= Aerogalnite =

Synthetic material

Aerogalnite (Aero-Gallium Nitride, Aero-GaN, AGaN) is a synthetic material consisting of networks of GaN interconnected microtubes. Due to the fact that the microtubes walls thickness is just several nanometers, the material is ultra-lightweight with a density of around 10 mg/cm3, being among the lightest synthetic materials. It was developed by joint efforts of researchers from Technical University of Moldova, University of Kiel, University of Trento, University of New South Wales, and was first reported in a scientific journal in February 2019.

==Structure and properties==
Aerogalnite is a pale-yellow freestanding highly porous, mechanically flexible and stretchable inorganic nanomaterial that is both hydrophobic and hydrophilic at the same time. Rolling a water droplet onto a bed of GaN hollow tetrapods results in the formation of a liquid marble with the entire surface covered with GaN aerotetrapods.

==Synthesis==
The synthesis process includes the epitaxial growth of ultrathin layers of GaN on a sacrificial template consisting of an interpenetrated network of ZnO microtetrapods, followed by the gradual removal of the ZnO substrate. It results in a freestanding interpenetrated network of microtubular GaN with an ultrathin layer of ZnO on the inner surface of the walls. ZnO is a suitable substrate for GaN growth due to the fact that both materials have the same crystallographic wurtzite structure, close lattice parameters, and similar thermal expansion coefficients.
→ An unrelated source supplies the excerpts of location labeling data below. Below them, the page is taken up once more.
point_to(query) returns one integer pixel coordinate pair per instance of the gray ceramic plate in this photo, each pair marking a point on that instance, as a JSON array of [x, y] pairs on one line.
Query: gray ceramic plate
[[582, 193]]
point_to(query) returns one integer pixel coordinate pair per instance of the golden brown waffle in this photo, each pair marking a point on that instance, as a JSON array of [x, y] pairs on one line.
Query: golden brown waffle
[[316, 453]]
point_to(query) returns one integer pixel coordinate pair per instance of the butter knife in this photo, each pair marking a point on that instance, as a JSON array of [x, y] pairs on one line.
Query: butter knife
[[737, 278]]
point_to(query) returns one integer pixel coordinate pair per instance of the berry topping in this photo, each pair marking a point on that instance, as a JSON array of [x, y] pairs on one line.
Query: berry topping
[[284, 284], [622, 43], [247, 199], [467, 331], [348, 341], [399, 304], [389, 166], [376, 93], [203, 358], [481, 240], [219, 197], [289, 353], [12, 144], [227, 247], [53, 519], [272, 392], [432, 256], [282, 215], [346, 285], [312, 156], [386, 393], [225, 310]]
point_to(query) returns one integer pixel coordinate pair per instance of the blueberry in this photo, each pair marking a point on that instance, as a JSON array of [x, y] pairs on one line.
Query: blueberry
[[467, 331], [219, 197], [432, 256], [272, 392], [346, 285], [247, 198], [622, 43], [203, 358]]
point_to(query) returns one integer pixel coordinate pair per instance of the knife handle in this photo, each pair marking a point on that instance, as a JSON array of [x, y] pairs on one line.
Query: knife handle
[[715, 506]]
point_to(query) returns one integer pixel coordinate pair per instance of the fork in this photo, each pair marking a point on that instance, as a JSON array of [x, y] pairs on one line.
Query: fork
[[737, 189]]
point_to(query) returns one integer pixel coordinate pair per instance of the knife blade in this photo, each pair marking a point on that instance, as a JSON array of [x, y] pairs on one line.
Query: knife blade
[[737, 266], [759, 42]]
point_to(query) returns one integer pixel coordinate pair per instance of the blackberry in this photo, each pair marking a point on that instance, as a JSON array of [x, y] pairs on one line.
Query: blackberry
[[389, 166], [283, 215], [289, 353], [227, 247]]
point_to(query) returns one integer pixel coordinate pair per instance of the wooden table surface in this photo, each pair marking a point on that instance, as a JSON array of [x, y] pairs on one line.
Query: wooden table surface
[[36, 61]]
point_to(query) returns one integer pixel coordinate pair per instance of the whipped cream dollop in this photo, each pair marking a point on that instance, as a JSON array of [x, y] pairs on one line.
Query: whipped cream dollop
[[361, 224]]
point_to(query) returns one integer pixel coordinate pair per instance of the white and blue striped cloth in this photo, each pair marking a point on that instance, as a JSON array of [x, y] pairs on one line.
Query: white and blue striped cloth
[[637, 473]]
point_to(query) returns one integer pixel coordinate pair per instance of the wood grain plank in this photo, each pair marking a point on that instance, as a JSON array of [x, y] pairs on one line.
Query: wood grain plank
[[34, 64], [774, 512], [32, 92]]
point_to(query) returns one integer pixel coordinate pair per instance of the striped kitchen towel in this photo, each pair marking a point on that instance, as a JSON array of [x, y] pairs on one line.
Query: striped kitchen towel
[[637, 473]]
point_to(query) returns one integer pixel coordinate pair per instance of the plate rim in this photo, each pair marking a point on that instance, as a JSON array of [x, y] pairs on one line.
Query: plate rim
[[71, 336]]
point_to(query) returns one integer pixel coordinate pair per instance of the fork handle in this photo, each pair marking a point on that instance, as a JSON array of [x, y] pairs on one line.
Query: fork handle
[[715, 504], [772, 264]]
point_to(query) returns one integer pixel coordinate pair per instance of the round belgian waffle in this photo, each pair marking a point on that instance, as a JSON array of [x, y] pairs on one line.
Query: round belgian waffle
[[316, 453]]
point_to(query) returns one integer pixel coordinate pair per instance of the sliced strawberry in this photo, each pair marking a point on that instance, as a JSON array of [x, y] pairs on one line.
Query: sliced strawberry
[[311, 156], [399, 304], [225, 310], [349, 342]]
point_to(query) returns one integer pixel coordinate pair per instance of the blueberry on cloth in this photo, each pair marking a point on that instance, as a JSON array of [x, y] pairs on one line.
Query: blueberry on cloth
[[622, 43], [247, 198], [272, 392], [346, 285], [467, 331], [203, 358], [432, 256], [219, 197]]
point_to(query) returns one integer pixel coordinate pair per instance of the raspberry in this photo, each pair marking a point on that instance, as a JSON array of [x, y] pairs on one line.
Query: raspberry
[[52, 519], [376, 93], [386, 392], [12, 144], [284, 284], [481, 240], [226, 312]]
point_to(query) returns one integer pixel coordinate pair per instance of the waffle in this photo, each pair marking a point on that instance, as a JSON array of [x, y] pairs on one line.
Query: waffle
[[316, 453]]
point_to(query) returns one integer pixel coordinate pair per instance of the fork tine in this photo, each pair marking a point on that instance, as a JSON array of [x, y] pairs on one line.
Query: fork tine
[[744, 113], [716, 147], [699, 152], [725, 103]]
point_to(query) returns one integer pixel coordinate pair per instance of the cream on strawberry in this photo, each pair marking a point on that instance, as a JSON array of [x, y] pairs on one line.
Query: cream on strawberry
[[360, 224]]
==Potential applications==
Aerogalnite efficiently blocks electromagnetic field in a wide range of frequencies from X-band to THz region. Since GaN is a piezoelectric and piezoresistive material, the ultra-lightweight aerogalnite is very promising for pressure sensor application. Microtubular structures of GaN have shown their potential as self-propelled micromotors under irradiation with UV light.